En effet, il y a de nombreux exposés dans les milieux médicaux et connexes, et nous constatons que nous avons devant nous des auditoriums beaucoup plus compétents qu'il y a deux ans encore. La maladie cœliaque est aussi de moins en moins prise en charge uniquement par les gastroentérologues très spécialisés, et c'est très bien ainsi car à la fin, c'est le généraliste qu'il faut atteindre. C'est lui qui voit le patient atteint ou potentiellement atteint par la maladie cœliaque en premier. Un contrôle des taux de diagnostic est malheureusement difficile à réaliser : en Allemagne, il y a moins de dépistage de masse que dans d'autres pays européens. C'est pourquoi, nous ne pouvons pas vérifier de manière précise l'évolution des taux de diagnostic.
On part du principe que pour la maladie cœliaque, il y a un nombre de cas non recensés particulièrement élevé. Où pense-t-on qu'ils se cachent ?

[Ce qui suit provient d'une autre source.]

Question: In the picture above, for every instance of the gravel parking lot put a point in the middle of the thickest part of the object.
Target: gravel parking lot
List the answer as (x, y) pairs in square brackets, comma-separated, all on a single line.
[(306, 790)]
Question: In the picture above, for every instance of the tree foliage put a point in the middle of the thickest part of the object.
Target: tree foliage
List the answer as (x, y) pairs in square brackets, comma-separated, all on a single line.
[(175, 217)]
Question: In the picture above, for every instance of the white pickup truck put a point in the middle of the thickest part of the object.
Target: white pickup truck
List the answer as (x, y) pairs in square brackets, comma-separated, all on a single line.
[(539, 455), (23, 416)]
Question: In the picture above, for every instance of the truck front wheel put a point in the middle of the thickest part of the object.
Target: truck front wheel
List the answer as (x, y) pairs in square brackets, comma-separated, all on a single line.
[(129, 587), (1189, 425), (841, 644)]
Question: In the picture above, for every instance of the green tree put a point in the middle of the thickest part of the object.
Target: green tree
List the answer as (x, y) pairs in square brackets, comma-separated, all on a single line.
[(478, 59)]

Dû à l’hérédité génétique de la maladie cœliaque, on pense qu'il y en a un certain nombre parmi les parents au premier degré des patients concernés. On part du principe qu'il y a beaucoup de personnes atteintes d'une maladie cœliaque subclinique, à savoir chez qui on ne voit pas encore de symptômes. Parmi les patients atteints du syndrome du côlon irritable il y a probablement aussi un grand nombre qui profite du régime sans gluten.
A quel point les tests génétiques sont-ils efficaces ?

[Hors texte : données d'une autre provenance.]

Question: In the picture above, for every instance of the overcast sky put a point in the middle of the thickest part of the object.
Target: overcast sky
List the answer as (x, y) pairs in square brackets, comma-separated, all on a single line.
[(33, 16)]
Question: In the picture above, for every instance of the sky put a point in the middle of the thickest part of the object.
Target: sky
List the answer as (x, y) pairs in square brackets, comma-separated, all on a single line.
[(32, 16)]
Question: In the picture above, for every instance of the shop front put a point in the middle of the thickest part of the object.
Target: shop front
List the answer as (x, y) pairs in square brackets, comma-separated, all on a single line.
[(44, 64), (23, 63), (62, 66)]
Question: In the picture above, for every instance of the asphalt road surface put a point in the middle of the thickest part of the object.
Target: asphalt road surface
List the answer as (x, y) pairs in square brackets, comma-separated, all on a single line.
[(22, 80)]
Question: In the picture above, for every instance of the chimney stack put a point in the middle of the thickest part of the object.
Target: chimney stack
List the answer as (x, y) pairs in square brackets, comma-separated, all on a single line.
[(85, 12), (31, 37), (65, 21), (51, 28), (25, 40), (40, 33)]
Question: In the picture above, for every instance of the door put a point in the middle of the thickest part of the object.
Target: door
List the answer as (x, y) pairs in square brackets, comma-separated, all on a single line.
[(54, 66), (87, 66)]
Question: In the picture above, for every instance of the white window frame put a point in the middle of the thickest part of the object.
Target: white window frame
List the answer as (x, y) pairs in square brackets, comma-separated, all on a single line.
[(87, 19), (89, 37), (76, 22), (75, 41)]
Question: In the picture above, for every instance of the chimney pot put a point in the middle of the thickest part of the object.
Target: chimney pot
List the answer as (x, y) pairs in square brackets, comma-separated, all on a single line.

Les tests génétiques sont intéressants lorsqu'il s'agit de patients potentiellement atteints par la maladie cœliaque. Selon la ligne de conduite, il est par exemple conseillé de tester les parents au premier degré d'une personne atteinte par la maladie cœliaque. Malheureusement, la maladie cœliaque n'est pas une maladie monogénique. On présume que ce sont environ 100 gènes qui jouent un rôle par rapport à la maladie cœliaque. Actuellement, on connaît 55, et nous avons vu que chez tous les patients concernés, les gènes HLA-DQ2 et HLA-DQ8 sont présents. Nous partons donc du principe que ces deux gènes sont un bon indicateur pour la maladie cœliaque. Ils sont néanmoins aussi présents chez environ 30 pour cent de la population normale. Cela veut dire que lorsque le test génétique est négatif, il est très peu probable que le patient soit atteint de la maladie cœliaque. Lorsqu'il est positif, il peut s'agir de la maladie cœliaque, mais pas forcément. De ce fait, le test n'est indiqué que pour faire un diagnostic d'élimination.
Quelquefois, les biopsies ne sont pas clairement mentionnées sur les résultats. Comment peut-on reconnaître le nombre et le type des biopsies qui ont été faites ?
Il n'y a pas de règles officielles pour les rapports, mais les biopsies devraient être mentionnées aussi bien sur l'avis médical que sur le résultat histologique. Quelquefois, elles sont indiquées dans le texte sous la catégorie échantillon, par ex. comme « biopsie duodenum (6x) ». En cas de doute, le résultat histologique est plus clair et plus détaillé en ce qui concerne les biopsies.
Combien de temps un patient doit rester sous stimulation au gluten avant de pouvoir faire un diagnostic fiable ?
Nous conseillons une durée de deux mois. Pour certains patients, c'est difficile à tenir ; dans le pire des cas, il faut réduire cette durée. Mais il est souhaitable d'aller au bout de ces deux mois pour vraiment pouvoir déterminer toutes les personnes concernées par la maladie cœliaque.